I've not come across this in any compiler I've used. Care to name and shame
...
MikroC does this. Any local vars declared inside functions are just allocated to a fixed RAM location in the PIC.
I imagine this is common with C compilers for microcontrollers? What would be the alternative? The compiler would have to allocate some area inside the PIC RAM for all the local vars to share (how much?) then ensure that there is no possibility of overlaps during runtime where two functions might both use the same RAM location for their local variable. Then somehow get the PIC to dynamically assign the var to any free location (with bank switching) when the PIC is running? That sounds like code bloat.
Alternatively it could try and work out which functions would be in use when others cannot be in use, and just overload a few local vars to the same location? That sounds like a reduction in RAM savings and is still a level of complexity and possibility things may go wrong. Understanding that in a PIC the hardware registers and PORT pins might be the thing that determine if a function can get called, how does the compiler know whether any function will get called at what points?
And if it trys to err on the side of caution with each variable (not knowing what functions may be called)... it gets closer and closer to that model of just assigning one global RAM location to each local var (which my compiler does).

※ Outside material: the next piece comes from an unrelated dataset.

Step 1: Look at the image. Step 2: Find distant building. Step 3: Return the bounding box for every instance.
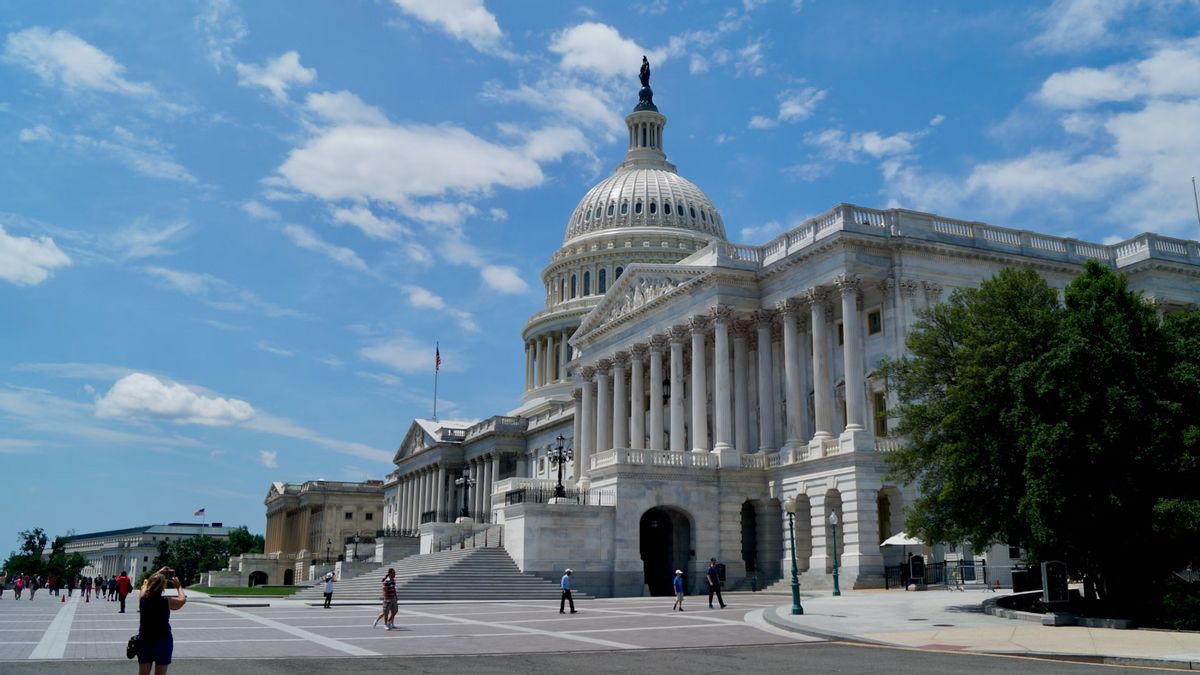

Have you checked your compiler? Make a few functions and see if the compiler allocates a RAM location for each local variable, then maybe try calling those functions based on what a PORT pin does.
MisterT said:
re "for (int i=1; i<= 6; i++)"...
Usually compilers are very good at optimizing loops like that.
Really? I've never tried doing;
Code:
for(int i=0; i<1000; i++) bigbuffer[i] = 0;
for(int i=0; i<100; i++) littlebuffer[i] = 0;
But that just looks like poor programming practice to me compared to re-using a global i var.
MisterT said:
If you use global re-usable variable for "int i", you better be careful not to use the same "i" in interrupts etc.
Absolutely agreed! But I would add that with interrupts etc on microcontrollers the user should be well aware of issues with all global vars not just re-usable ones, even variables used to move data in/out of the interrupt can have issues, especially multibyte vars.